1. England’s Imperial Stirrings
1. Only 10 % of the Indian population of 1492 survived
2. Colonization of North America: Spanish at Santa Fe- 1610, French at Quebec- 1618, English at Jamestown- 1607
3. English crown confiscated Catholic Irish lands and ‘planted’ them with new Protestant land lords from Scotland and England.
4. Many English soldiers developed in Ireland a sneering contempt for the ‘savage’ natives, an attitude that they brought with them to the New World.
2. Elizabeth Energizes England
1. Francis Drake went around world and returned in 1580.
2. Returned with 4,600 % profit to Queen Elizabeth
3. She knighted him on the deck of his boat against Spanish protest
4. In 1688, the Invincible Armada, 130 strong, hove into the English Channel.
5. Victory to English started England on its way to becoming master of the sea.
6. England and Spain signed peace treaty in 1604.
3. England on the Eve of Empire
1. England was burdened with a ‘surplus population’ after the depression of the late 1500s, because thousands drifted about England, often ending up as beggars and paupers.

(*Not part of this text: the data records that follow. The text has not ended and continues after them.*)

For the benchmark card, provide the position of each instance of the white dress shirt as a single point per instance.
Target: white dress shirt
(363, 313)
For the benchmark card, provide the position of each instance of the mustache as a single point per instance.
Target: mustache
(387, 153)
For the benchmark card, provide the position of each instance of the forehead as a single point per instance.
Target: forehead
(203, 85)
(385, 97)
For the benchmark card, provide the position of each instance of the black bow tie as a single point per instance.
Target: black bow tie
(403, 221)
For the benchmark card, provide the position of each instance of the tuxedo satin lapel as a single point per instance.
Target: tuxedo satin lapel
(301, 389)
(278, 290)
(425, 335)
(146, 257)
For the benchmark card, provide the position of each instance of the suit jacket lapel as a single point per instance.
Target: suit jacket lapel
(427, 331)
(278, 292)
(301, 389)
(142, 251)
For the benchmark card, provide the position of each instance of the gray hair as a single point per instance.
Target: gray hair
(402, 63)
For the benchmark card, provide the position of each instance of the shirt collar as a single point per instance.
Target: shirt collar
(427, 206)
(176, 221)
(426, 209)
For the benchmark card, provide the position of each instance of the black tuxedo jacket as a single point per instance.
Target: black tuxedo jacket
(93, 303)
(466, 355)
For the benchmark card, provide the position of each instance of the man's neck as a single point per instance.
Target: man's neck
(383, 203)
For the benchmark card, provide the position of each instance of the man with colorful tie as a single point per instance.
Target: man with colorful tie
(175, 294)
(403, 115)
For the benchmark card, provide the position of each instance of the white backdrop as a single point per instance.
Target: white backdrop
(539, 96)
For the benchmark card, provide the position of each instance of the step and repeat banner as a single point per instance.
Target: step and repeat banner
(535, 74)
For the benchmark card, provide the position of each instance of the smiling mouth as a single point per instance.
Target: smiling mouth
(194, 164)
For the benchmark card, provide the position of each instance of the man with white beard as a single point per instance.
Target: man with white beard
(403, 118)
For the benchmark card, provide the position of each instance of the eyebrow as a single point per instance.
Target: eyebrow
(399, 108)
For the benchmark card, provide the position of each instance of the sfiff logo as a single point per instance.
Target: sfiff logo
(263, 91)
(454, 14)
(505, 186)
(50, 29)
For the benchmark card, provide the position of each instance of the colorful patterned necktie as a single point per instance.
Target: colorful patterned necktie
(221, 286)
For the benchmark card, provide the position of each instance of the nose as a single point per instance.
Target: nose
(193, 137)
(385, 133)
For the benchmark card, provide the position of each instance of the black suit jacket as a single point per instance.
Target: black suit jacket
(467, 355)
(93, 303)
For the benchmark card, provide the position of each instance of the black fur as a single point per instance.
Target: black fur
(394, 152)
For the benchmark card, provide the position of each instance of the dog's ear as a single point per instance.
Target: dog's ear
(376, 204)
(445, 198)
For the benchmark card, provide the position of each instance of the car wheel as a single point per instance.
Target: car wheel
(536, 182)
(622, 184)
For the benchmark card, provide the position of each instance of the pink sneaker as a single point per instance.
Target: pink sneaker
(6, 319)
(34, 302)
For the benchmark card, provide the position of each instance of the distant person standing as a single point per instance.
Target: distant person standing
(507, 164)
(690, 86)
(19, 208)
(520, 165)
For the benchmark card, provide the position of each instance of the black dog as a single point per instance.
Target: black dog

2. Primogeniture laws decreed that only eldest sons were eligible to inherit landed estates.
3. Peace with a chastened Spain provided the opportunity for English colonization.
4. England Plants the Jamestown Seedling
1. In 1606, a joint-stock company called the Virginia Company of London, received a charter from King James I of England for a settlement in the New World.
2. It guaranteed to the overseas settlers the same rights of Englishmen that they would have enjoyed if they had stayed at home.
3. They set sail in late 1606, three ships landed near Chesapeake Bay, where Indians attacked them.
4. Ended up at wooded and malarial banks of the James River, named in honor of King James I. The site was easy to defend, but it was mosquito-infested and devastatingly unhealthful.